= Planned Iraqi referendum on the Status of Forces Agreement =

A referendum on the Status of Forces Agreement (SOFA) between the United States and Iraq was due to be held in Iraq in 2010. Contrary to expectations, it was not held on 7 March 2010 together with parliamentary elections; it was originally due on 30 July 2009.

== Agreement ==
The Agreement was necessary as the legal authority for the presence of the United States' troops - the United Nations Security Council Resolution 1790 - expired on 31 December 2008.

Under the agreement, the United States' Army must withdraw from all cities by mid-2009 and from Iraq altogether by the end of 2011. Iraqi courts will be able to try crimes committed by off-duty soldiers outside their bases. The United States would not be allowed to use Iraq as a base to attack any other state - a response to a recent bombing of Syria - and the Iraqi Army would have control over the operations and movements of the United States' army.

The Prime Minister of Iraq, Nouri al-Maliki, said the agreement would restore "full sovereignty" to Iraq by 2011.

The draft Bill was approved by the Council of Ministers of Iraq on 16 November and sent to the Council of Representatives for approval. The agreement was initialled by Foreign Minister Hoshyar Zebari and U.S. Ambassador Ryan Crocker on 17 November.

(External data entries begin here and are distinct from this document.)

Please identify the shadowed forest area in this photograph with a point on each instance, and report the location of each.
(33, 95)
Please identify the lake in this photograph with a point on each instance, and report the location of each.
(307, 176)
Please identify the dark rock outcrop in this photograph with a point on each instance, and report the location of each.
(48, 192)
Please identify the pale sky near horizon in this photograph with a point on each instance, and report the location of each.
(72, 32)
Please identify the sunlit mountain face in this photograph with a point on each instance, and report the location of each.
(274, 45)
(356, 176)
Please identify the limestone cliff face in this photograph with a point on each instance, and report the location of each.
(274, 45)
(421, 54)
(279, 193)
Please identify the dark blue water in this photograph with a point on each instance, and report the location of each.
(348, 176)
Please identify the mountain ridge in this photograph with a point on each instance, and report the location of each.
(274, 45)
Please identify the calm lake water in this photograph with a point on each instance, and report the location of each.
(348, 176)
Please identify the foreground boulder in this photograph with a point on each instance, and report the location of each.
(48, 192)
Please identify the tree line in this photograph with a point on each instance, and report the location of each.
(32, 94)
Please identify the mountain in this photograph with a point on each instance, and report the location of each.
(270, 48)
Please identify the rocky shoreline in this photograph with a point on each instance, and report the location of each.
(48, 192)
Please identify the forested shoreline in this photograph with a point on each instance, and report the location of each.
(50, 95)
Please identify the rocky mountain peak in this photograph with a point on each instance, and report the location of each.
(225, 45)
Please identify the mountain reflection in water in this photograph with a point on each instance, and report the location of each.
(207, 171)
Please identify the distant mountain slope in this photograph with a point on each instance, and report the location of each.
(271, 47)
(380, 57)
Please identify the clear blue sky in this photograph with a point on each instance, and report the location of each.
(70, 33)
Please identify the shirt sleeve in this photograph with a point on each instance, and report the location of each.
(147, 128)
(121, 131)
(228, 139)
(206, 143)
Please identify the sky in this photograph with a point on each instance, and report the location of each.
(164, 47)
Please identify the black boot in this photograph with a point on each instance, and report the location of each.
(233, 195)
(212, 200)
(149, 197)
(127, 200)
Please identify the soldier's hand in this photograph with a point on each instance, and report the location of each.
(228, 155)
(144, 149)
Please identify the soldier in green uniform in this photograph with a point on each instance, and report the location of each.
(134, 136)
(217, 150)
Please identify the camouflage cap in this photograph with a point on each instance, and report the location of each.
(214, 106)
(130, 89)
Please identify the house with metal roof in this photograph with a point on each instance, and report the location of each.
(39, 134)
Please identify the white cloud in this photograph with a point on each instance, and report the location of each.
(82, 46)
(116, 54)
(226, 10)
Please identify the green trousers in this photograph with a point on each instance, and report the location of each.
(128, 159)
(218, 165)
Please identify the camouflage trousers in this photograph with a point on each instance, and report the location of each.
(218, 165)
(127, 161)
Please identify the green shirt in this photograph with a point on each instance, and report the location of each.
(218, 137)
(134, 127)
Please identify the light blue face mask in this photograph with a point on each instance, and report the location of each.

Before the vote in the Council of Representatives of Iraq, the most senior cleric, Ali al-Sistani, said the agreement should have "broad consensus" across all political groups. Following this call, the al-Maliki government tried to persuade the Sunni Arab parties to support the agreement, despite having a sufficient majority in parliament without them.

When the bill came up for its second reading in November, many MPs left the country to go on the annual Hajj pilgrimage to Mecca. This was strongly criticised by Sistani, who said MPs should "assume their national and historical responsibility to give their opinion frankly about the agreement". When first debated the vote was shouted down by opponents from the Sadrist Movement, but it was passed the following day.

The Sunni Arab coalitions, the Iraqi Accord Front and the Iraqi National Dialogue Front were reported to be concerned that the departure of the United States' Army would allow the Shi'ite majority to dominate them. They called for the end of the prosecution of Baath party members, the abolition of the Supreme Iraqi Criminal Tribunal and that the agreement be put to a referendum the following year. In the end the Maliki government agreed to the referendum and the two groups dropped their other demands.

The small Islamic Virtue Party and the Iraqi National Dialogue Front also opposed the agreement, arguing it "infringed Iraqi sovereignty"

If the referendum result would have been against the SOFA, the Iraqi government would have given notice to end the agreement and US troops would have been required to leave Iraq within one year. "If the Iraqi people reject the pact in the referendum ... the government of Iraq will be committed, according to the law, to the result of the referendum and will convey this will to the American administration. The pact will be annulled," Iraq's Sunni Vice-president Tareq al-Hashemi said. The deal can be terminated if either signatory gives the other side a year's notice.